Charles Jeffrey

 

Charles Jeffrey

Age 25        Married  

Lieutenant 273065  
East Lancashire Regiment

Killed in action on  
16th July 1944

 

In 1919 at the age of two, Charles Jeffrey came to Sabden from Portugal with his parents, Robert and Jane, and his two older brothers, John and Robert, to stay at the Rydal Mount home of Jane Jeffrey’s sister, Mrs Annie Wood.  The two sisters, who were Scottish, had met their husbands  whilst working in a printworks in Lisbon, Portugal.  Mrs Woods husband, Raymond returned home to his native Sabden with his wife at the outbreak of the Great War so he could enlist with his friends.  Sadly he was to die of pneumonia in 1918 whilst serving in India.

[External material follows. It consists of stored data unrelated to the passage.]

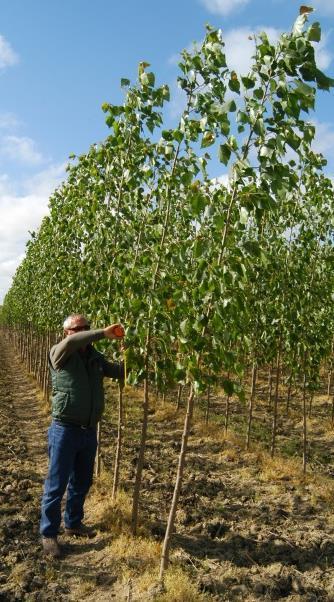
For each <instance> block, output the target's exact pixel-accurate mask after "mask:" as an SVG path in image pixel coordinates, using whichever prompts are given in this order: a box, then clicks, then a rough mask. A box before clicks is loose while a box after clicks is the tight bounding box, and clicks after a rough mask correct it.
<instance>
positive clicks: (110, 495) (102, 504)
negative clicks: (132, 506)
mask: <svg viewBox="0 0 334 602" xmlns="http://www.w3.org/2000/svg"><path fill="white" fill-rule="evenodd" d="M111 492H112V478H111V476H110V475H109V474H108V473H106V472H104V471H102V472H101V474H100V477H99V479H97V480H96V481H95V483H94V485H93V487H92V490H91V493H90V496H89V499H88V500H87V507H88V508H89V509H90V510H91V511H92V514H93V516H94V521H95V522H96V523H97V524H98V525H99V527H100V528H101V529H103V530H104V531H110V532H112V533H113V535H118V534H120V533H129V532H130V526H131V511H132V501H131V498H130V497H129V496H128V495H127V494H126V493H125V492H124V491H122V490H119V492H118V494H117V497H116V499H115V501H112V499H111Z"/></svg>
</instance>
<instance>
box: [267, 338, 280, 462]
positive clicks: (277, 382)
mask: <svg viewBox="0 0 334 602" xmlns="http://www.w3.org/2000/svg"><path fill="white" fill-rule="evenodd" d="M280 347H281V345H279V349H278V352H277V358H276V379H275V396H274V413H273V422H272V433H271V448H270V455H271V457H272V458H273V457H274V455H275V448H276V435H277V409H278V387H279V379H280V360H281V350H280Z"/></svg>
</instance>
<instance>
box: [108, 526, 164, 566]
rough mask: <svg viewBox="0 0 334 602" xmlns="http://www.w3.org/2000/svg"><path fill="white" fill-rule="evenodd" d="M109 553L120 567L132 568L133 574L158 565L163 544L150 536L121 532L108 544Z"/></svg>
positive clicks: (117, 564) (114, 560) (108, 550)
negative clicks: (150, 538) (162, 544)
mask: <svg viewBox="0 0 334 602" xmlns="http://www.w3.org/2000/svg"><path fill="white" fill-rule="evenodd" d="M108 553H109V555H110V558H112V560H114V561H115V562H116V563H117V566H118V567H119V566H120V565H123V569H125V568H127V569H130V572H131V573H132V576H133V574H138V572H139V573H142V572H143V571H146V570H147V569H152V568H155V567H156V566H157V564H158V563H159V559H160V554H161V544H160V543H159V542H156V541H155V540H153V539H150V538H145V537H134V536H132V535H125V534H121V535H119V536H118V537H116V538H115V539H114V540H113V541H112V543H111V544H110V545H109V546H108Z"/></svg>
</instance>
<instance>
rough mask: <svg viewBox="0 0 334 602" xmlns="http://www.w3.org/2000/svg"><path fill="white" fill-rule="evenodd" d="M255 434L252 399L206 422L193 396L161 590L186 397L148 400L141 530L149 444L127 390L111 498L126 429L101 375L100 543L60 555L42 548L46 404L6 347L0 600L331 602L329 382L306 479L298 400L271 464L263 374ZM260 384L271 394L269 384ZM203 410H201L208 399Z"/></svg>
mask: <svg viewBox="0 0 334 602" xmlns="http://www.w3.org/2000/svg"><path fill="white" fill-rule="evenodd" d="M259 385H260V387H259V392H258V395H257V399H256V406H255V413H254V429H253V433H254V441H253V442H252V444H251V448H250V451H247V452H246V451H245V444H244V434H245V428H246V406H245V404H241V403H240V402H239V401H235V400H231V416H230V424H231V429H232V430H231V432H230V431H229V433H228V435H227V436H225V435H224V411H225V399H224V396H223V395H218V394H215V395H214V396H213V398H212V400H211V407H210V417H209V423H208V425H206V424H205V421H204V419H203V416H204V401H205V400H202V401H201V400H198V402H197V410H196V413H195V417H194V426H193V429H192V432H191V436H190V441H189V452H188V457H187V465H186V470H185V474H184V481H183V486H182V492H181V496H180V503H179V509H178V511H177V521H176V527H175V534H174V536H173V543H172V550H171V566H170V568H169V569H168V571H167V573H166V579H165V589H164V590H163V589H162V588H161V587H160V586H159V583H158V569H159V556H160V552H161V544H162V540H163V536H164V530H165V527H166V520H167V516H168V512H169V507H170V503H171V499H172V495H173V487H174V481H175V472H176V468H177V462H178V452H179V450H180V442H181V435H182V426H183V419H184V412H185V409H184V405H185V402H184V400H183V404H182V407H181V408H180V409H179V411H176V406H175V403H174V399H173V398H172V396H169V397H168V400H167V401H165V402H162V400H161V399H159V400H156V399H155V396H154V395H152V402H151V409H150V423H149V424H150V425H149V433H148V441H147V450H146V455H145V466H144V473H143V485H142V494H141V503H140V525H139V529H138V535H137V537H133V536H132V535H131V531H130V515H131V495H132V490H133V482H134V476H135V468H136V460H137V454H138V446H139V438H140V418H141V396H142V393H141V390H140V389H132V388H127V389H126V391H125V395H124V397H125V418H124V427H123V437H124V439H123V457H122V462H121V479H120V487H121V491H120V494H119V496H118V498H117V500H116V502H115V503H114V504H112V502H111V488H112V474H113V464H114V455H115V446H116V437H117V395H118V390H117V386H116V385H114V384H108V383H106V390H107V410H106V414H105V418H104V420H103V422H102V445H101V462H102V472H101V475H100V477H98V478H96V480H95V484H94V486H93V488H92V490H91V492H90V494H89V497H88V499H87V502H86V517H85V522H86V524H88V525H91V526H93V527H94V528H95V529H96V535H95V537H93V538H91V539H79V538H69V537H68V536H65V534H63V533H62V534H60V537H59V541H60V542H61V543H62V545H63V551H64V554H63V558H62V559H60V560H48V559H46V558H45V557H44V556H43V553H42V549H41V545H40V538H39V533H38V528H39V515H40V499H41V495H42V488H43V481H44V477H45V474H46V470H47V445H46V436H47V428H48V424H49V409H48V408H47V407H45V404H44V402H43V401H42V400H41V396H40V392H39V390H38V389H37V388H36V385H35V384H34V381H33V380H32V378H31V377H30V376H29V375H27V374H26V372H25V369H24V366H23V365H22V363H21V361H20V360H19V359H18V357H17V355H16V354H15V353H14V351H13V349H12V348H11V347H10V344H9V343H8V342H6V341H2V342H1V346H0V400H1V404H0V418H1V420H0V435H1V437H0V460H1V463H0V600H4V601H7V600H8V601H12V600H27V601H50V602H51V601H52V602H53V601H57V600H61V601H62V600H65V601H76V600H78V601H81V600H84V601H93V600H94V601H95V602H100V601H101V602H102V601H107V600H117V601H122V600H124V601H133V602H135V601H139V600H140V601H146V600H147V601H150V600H152V601H153V600H155V601H156V602H172V601H174V602H197V601H198V602H199V601H204V600H207V601H220V600H221V601H231V602H232V601H237V600H245V601H249V602H251V601H255V600H258V601H270V600H285V601H287V602H288V601H296V602H297V601H300V602H313V601H318V600H319V601H334V518H333V509H334V485H333V479H332V475H333V474H334V443H333V431H332V429H331V424H330V417H329V415H330V404H329V402H328V400H327V396H326V395H325V394H324V391H323V390H319V391H318V393H317V395H316V396H315V398H314V400H313V408H312V414H311V417H310V418H309V419H308V431H309V444H308V450H307V453H308V458H309V465H308V469H307V475H306V477H303V474H302V466H301V459H300V450H301V443H300V441H301V434H302V421H301V418H302V417H301V399H300V396H299V397H298V395H299V394H298V395H297V393H296V392H295V395H294V398H293V402H292V404H291V407H290V411H289V416H288V417H286V416H285V405H284V404H285V402H284V391H283V390H282V391H281V399H280V405H279V425H278V426H279V437H278V440H277V455H276V457H275V458H274V459H271V458H270V455H269V454H268V452H267V451H266V449H267V448H268V445H269V442H270V424H271V420H272V416H271V412H270V411H268V408H267V401H266V391H265V381H263V382H261V381H260V383H259ZM261 387H262V389H261ZM202 406H203V407H202Z"/></svg>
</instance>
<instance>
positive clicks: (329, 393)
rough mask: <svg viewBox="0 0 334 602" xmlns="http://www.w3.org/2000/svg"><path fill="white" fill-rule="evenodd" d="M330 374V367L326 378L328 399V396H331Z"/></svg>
mask: <svg viewBox="0 0 334 602" xmlns="http://www.w3.org/2000/svg"><path fill="white" fill-rule="evenodd" d="M332 376H333V371H332V369H330V370H329V372H328V379H327V397H328V399H330V397H331V388H332Z"/></svg>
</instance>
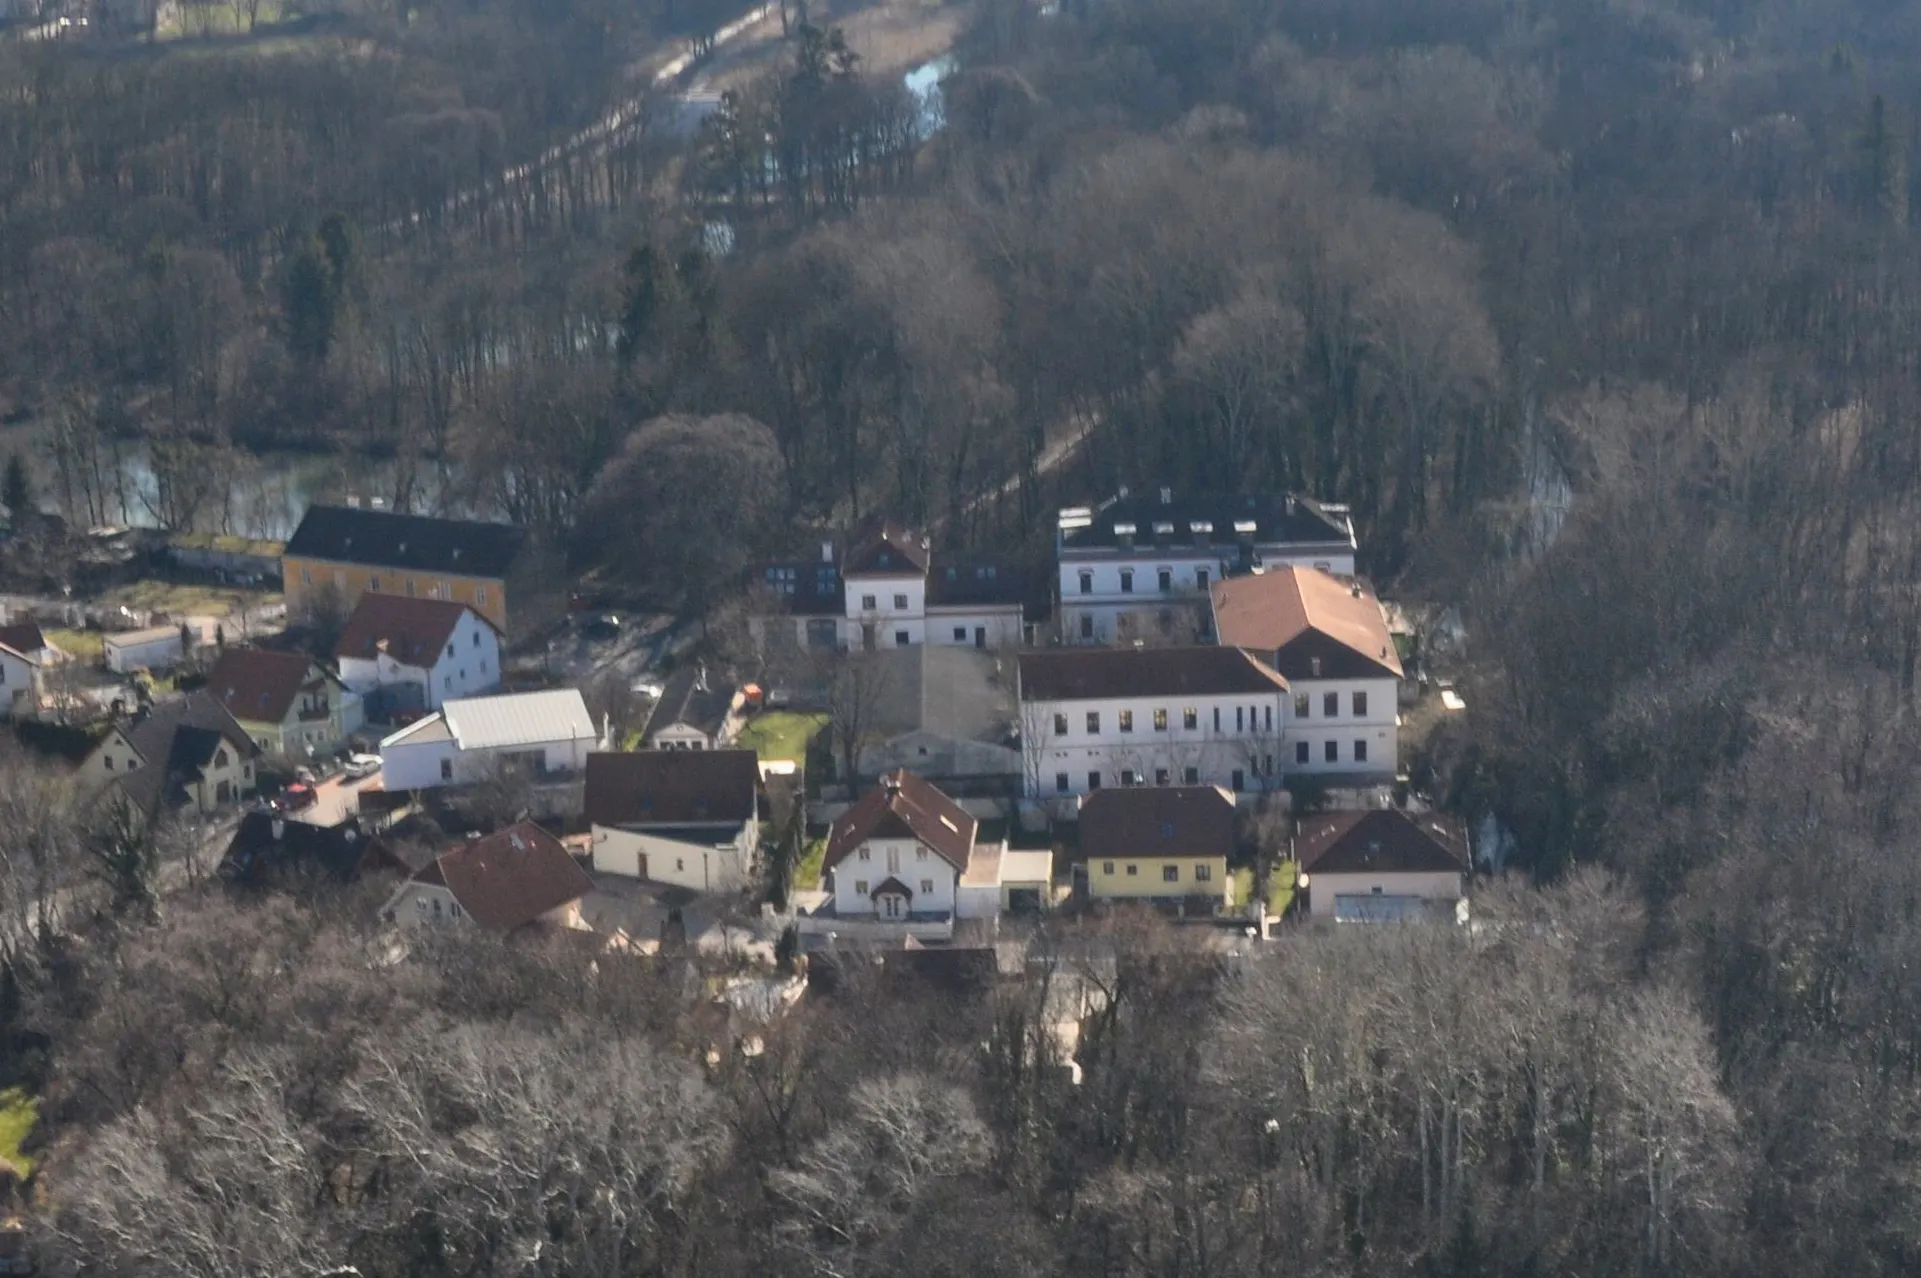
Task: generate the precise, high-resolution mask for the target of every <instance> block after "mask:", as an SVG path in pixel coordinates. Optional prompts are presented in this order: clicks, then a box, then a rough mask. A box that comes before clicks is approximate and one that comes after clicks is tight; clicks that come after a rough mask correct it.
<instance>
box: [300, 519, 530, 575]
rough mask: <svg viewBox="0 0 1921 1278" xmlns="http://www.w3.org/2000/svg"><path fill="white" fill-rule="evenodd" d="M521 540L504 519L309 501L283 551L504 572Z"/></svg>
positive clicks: (303, 553) (304, 556) (522, 536)
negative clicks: (502, 520) (367, 510)
mask: <svg viewBox="0 0 1921 1278" xmlns="http://www.w3.org/2000/svg"><path fill="white" fill-rule="evenodd" d="M524 542H526V532H524V530H523V528H517V527H513V525H505V523H473V521H465V519H430V517H426V515H396V513H392V511H365V509H355V507H352V505H309V507H307V515H305V519H302V521H300V527H298V528H294V538H292V540H290V542H288V544H286V553H288V555H294V557H296V559H330V561H334V563H365V565H371V567H382V569H415V571H421V573H455V575H463V577H505V575H507V569H509V567H511V565H513V559H515V555H519V553H521V546H523V544H524Z"/></svg>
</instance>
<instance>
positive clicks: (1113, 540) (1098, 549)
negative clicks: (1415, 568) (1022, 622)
mask: <svg viewBox="0 0 1921 1278" xmlns="http://www.w3.org/2000/svg"><path fill="white" fill-rule="evenodd" d="M1162 496H1166V498H1168V500H1166V502H1162ZM1197 523H1204V525H1212V530H1210V532H1195V525H1197ZM1237 523H1241V525H1245V523H1252V525H1254V528H1252V532H1237V530H1235V525H1237ZM1114 525H1122V527H1126V525H1133V534H1131V540H1133V544H1135V546H1183V548H1197V546H1218V548H1228V546H1237V544H1241V542H1245V540H1252V542H1254V546H1335V544H1339V546H1349V544H1352V530H1350V527H1349V517H1347V509H1345V507H1333V505H1325V504H1322V502H1316V500H1312V498H1302V496H1287V494H1262V496H1228V494H1218V492H1197V494H1179V492H1172V490H1168V488H1160V490H1156V492H1135V494H1130V496H1126V498H1114V500H1110V502H1106V504H1105V505H1101V507H1097V509H1095V511H1093V521H1091V523H1089V525H1087V527H1083V528H1062V530H1060V548H1062V550H1070V552H1072V550H1110V548H1114V546H1120V542H1122V536H1124V534H1118V532H1114ZM1156 525H1158V527H1160V530H1156Z"/></svg>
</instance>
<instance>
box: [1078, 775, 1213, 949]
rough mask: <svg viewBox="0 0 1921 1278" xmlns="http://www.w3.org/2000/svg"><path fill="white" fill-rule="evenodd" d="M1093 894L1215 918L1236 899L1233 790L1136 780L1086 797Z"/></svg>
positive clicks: (1086, 817)
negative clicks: (1232, 871)
mask: <svg viewBox="0 0 1921 1278" xmlns="http://www.w3.org/2000/svg"><path fill="white" fill-rule="evenodd" d="M1080 807H1082V811H1080V846H1082V855H1083V857H1085V861H1087V896H1089V897H1091V899H1095V901H1143V903H1155V905H1166V907H1176V909H1179V911H1181V913H1199V915H1203V917H1210V915H1214V913H1218V911H1220V909H1222V907H1224V905H1229V903H1231V901H1233V880H1231V878H1229V876H1228V857H1229V855H1233V834H1235V807H1233V796H1231V794H1229V792H1226V790H1222V788H1220V786H1135V788H1131V790H1097V792H1093V794H1089V796H1085V798H1083V799H1082V805H1080Z"/></svg>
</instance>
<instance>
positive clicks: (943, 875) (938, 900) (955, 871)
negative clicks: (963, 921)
mask: <svg viewBox="0 0 1921 1278" xmlns="http://www.w3.org/2000/svg"><path fill="white" fill-rule="evenodd" d="M832 876H834V913H836V915H838V917H841V919H861V917H868V919H880V921H884V922H895V921H897V922H907V921H909V915H947V917H949V919H953V915H955V905H957V901H959V894H960V871H957V869H955V867H953V865H949V863H947V861H943V859H941V857H939V855H937V853H934V849H930V848H928V846H926V844H920V842H916V840H912V838H870V840H868V842H864V844H861V846H859V848H855V849H853V851H849V853H847V857H845V859H843V861H841V863H839V865H836V867H834V871H832ZM889 878H893V880H899V882H901V884H905V886H907V890H909V894H911V896H907V897H897V896H880V897H878V899H876V896H874V894H876V890H880V886H882V884H884V882H888V880H889Z"/></svg>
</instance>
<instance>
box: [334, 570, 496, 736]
mask: <svg viewBox="0 0 1921 1278" xmlns="http://www.w3.org/2000/svg"><path fill="white" fill-rule="evenodd" d="M334 661H338V663H340V682H344V684H346V686H348V688H350V690H352V692H355V694H357V696H359V698H361V700H363V701H365V703H367V717H369V719H373V721H375V723H392V721H394V715H398V713H401V711H419V709H440V705H442V703H444V701H448V700H450V698H471V696H478V694H482V692H492V690H494V688H498V686H499V627H496V625H494V623H492V621H488V619H486V615H482V613H480V611H478V609H474V607H471V605H467V603H455V602H453V600H421V598H411V600H409V598H407V596H403V594H363V596H361V598H359V603H355V605H353V615H352V617H348V625H346V627H344V628H342V630H340V642H338V644H334Z"/></svg>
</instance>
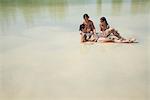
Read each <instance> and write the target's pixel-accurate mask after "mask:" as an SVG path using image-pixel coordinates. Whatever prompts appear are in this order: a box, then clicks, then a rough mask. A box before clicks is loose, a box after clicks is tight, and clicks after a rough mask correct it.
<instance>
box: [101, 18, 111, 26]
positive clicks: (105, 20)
mask: <svg viewBox="0 0 150 100" xmlns="http://www.w3.org/2000/svg"><path fill="white" fill-rule="evenodd" d="M100 20H101V21H105V23H106V25H109V24H108V22H107V20H106V18H105V17H101V18H100Z"/></svg>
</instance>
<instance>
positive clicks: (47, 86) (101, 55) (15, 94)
mask: <svg viewBox="0 0 150 100" xmlns="http://www.w3.org/2000/svg"><path fill="white" fill-rule="evenodd" d="M52 34H53V35H52ZM79 38H80V37H79V34H78V33H77V32H67V31H66V32H61V31H58V29H57V28H48V27H35V28H31V29H28V30H26V31H24V32H22V33H21V35H6V36H1V37H0V47H1V48H0V99H1V100H148V99H149V89H150V88H149V87H150V85H149V84H150V78H149V76H150V75H149V73H150V68H149V66H150V64H149V61H150V60H149V57H150V52H149V51H148V50H149V49H150V46H149V41H148V38H146V39H143V38H141V39H140V38H139V40H138V41H139V43H135V44H114V43H85V44H80V40H79Z"/></svg>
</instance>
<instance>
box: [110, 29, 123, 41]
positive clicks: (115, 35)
mask: <svg viewBox="0 0 150 100" xmlns="http://www.w3.org/2000/svg"><path fill="white" fill-rule="evenodd" d="M109 31H110V32H111V33H113V35H114V36H116V37H117V38H118V39H124V38H123V37H121V35H120V33H118V31H117V30H115V29H114V28H110V29H109Z"/></svg>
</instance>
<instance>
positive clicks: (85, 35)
mask: <svg viewBox="0 0 150 100" xmlns="http://www.w3.org/2000/svg"><path fill="white" fill-rule="evenodd" d="M85 41H86V34H85V33H81V42H85Z"/></svg>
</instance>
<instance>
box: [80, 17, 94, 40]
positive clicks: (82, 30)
mask: <svg viewBox="0 0 150 100" xmlns="http://www.w3.org/2000/svg"><path fill="white" fill-rule="evenodd" d="M83 19H84V22H83V24H81V25H80V29H79V30H80V34H81V42H86V41H95V39H94V38H93V39H92V36H94V34H96V30H95V26H94V24H93V21H91V20H89V16H88V14H84V15H83Z"/></svg>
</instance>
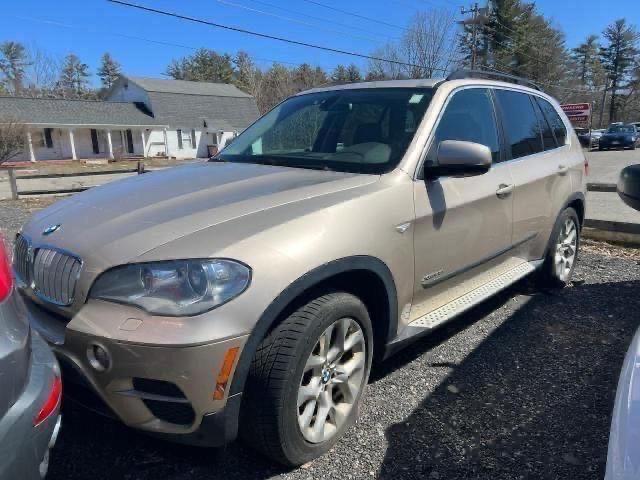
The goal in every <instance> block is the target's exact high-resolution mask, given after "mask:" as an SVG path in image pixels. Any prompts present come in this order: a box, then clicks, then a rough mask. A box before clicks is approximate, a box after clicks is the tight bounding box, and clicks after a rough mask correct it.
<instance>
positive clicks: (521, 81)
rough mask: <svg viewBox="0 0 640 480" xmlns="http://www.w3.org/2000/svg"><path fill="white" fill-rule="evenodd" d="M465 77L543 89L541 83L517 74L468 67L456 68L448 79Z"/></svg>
mask: <svg viewBox="0 0 640 480" xmlns="http://www.w3.org/2000/svg"><path fill="white" fill-rule="evenodd" d="M464 78H484V79H487V80H502V81H504V82H510V83H516V84H518V85H523V86H525V87H530V88H533V89H535V90H539V91H542V88H540V86H539V85H537V84H536V83H534V82H532V81H531V80H527V79H526V78H522V77H517V76H515V75H509V74H508V73H502V72H492V71H489V70H467V69H464V68H462V69H459V70H456V71H454V72H452V73H450V74H449V76H447V80H462V79H464Z"/></svg>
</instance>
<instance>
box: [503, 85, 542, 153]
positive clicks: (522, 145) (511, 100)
mask: <svg viewBox="0 0 640 480" xmlns="http://www.w3.org/2000/svg"><path fill="white" fill-rule="evenodd" d="M495 92H496V97H497V98H498V102H499V103H500V109H501V110H502V116H503V122H502V123H503V124H504V129H505V133H506V136H507V144H508V145H510V146H511V158H520V157H525V156H527V155H533V154H534V153H539V152H542V150H543V149H542V134H541V131H540V124H539V123H538V117H537V116H536V112H535V110H534V109H533V103H531V100H530V99H529V95H527V94H526V93H520V92H515V91H513V90H499V89H496V91H495Z"/></svg>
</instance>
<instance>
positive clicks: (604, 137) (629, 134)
mask: <svg viewBox="0 0 640 480" xmlns="http://www.w3.org/2000/svg"><path fill="white" fill-rule="evenodd" d="M638 141H639V139H638V130H637V129H636V126H635V125H620V124H613V125H611V126H610V127H609V128H608V129H607V132H606V133H605V134H604V135H602V137H600V142H599V144H598V149H599V150H608V149H612V148H614V149H625V148H630V149H631V150H635V148H636V147H637V146H638Z"/></svg>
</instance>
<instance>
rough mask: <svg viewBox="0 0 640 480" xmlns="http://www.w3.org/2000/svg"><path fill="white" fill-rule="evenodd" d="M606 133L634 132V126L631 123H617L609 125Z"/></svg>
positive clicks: (634, 128) (635, 128)
mask: <svg viewBox="0 0 640 480" xmlns="http://www.w3.org/2000/svg"><path fill="white" fill-rule="evenodd" d="M607 133H636V128H635V127H634V126H633V125H617V126H615V127H609V130H607Z"/></svg>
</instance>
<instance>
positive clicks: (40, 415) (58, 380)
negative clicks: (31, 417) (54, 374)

The Jeffrey family, now with another son Leonard, first moved to Thorn Street before settling on Watt Street, Sabden.  At the age of five, Charles attended Sabden Council School and after passing his exams at the age of eleven, went on to the Burnley Junior Commercial School.  When Charles was fifteen the family moved to The Chapel House, Hebrew Road, Burnley where his father became caretaker at the Ebenezer Baptist Church and Sunday School.

 At the outbreak of World War 2 Charles, who was working at Messr’s Kneeshaw and Moffat Chartered Accountants, Burnley, enlisted into the R.A.O.C and served in France until the evacuation of Dunkirk in 1940.  On being commissioned in April 1943 he was transferred to the Royal Artillery.

In June 1942 Charles returned to Sabden when he was best man at the wedding of Harold Bridge and Marion Parfitt.  It was Mr and Mrs Bridge who arranged for him to meet another friend of theirs, Alice Wood, whilst they were both stationed  in London.  Alice was serving in the W.A.A.F as a driver to the famous organist Reginald Dixon, who at the time was an officer in the R.A.F.  Charles was to visit Sabden for the last time when he married Alice at the village Baptist Chapel in July 1943.  

Charles, now serving in the East Lancashire Regiment went out to France on the 28th June 1944.  They were sent to the Caen area of Normandy where the Germans had so far repulsed the allies' attempts to capture the town, inflicting heavy losses.  On the 16th July, Charles’s company was to take part in an attack to capture a stretch of the Villers-Bocage-Road.  The start time was 05.30 and almost immediately came under heavy resistance.  Shortly after 07.30,  whilst trying to outflank an enemy position, Charles was killed.  The objective wasn’t captured until 48 hours later at a cost of over 200 casualties. 

Charles was buried at the Fontenay-le-Pesnel War Cemetery, Tessel, Calvados, France.

 In Sabden his name does not appear on either the school or church memorial plaques.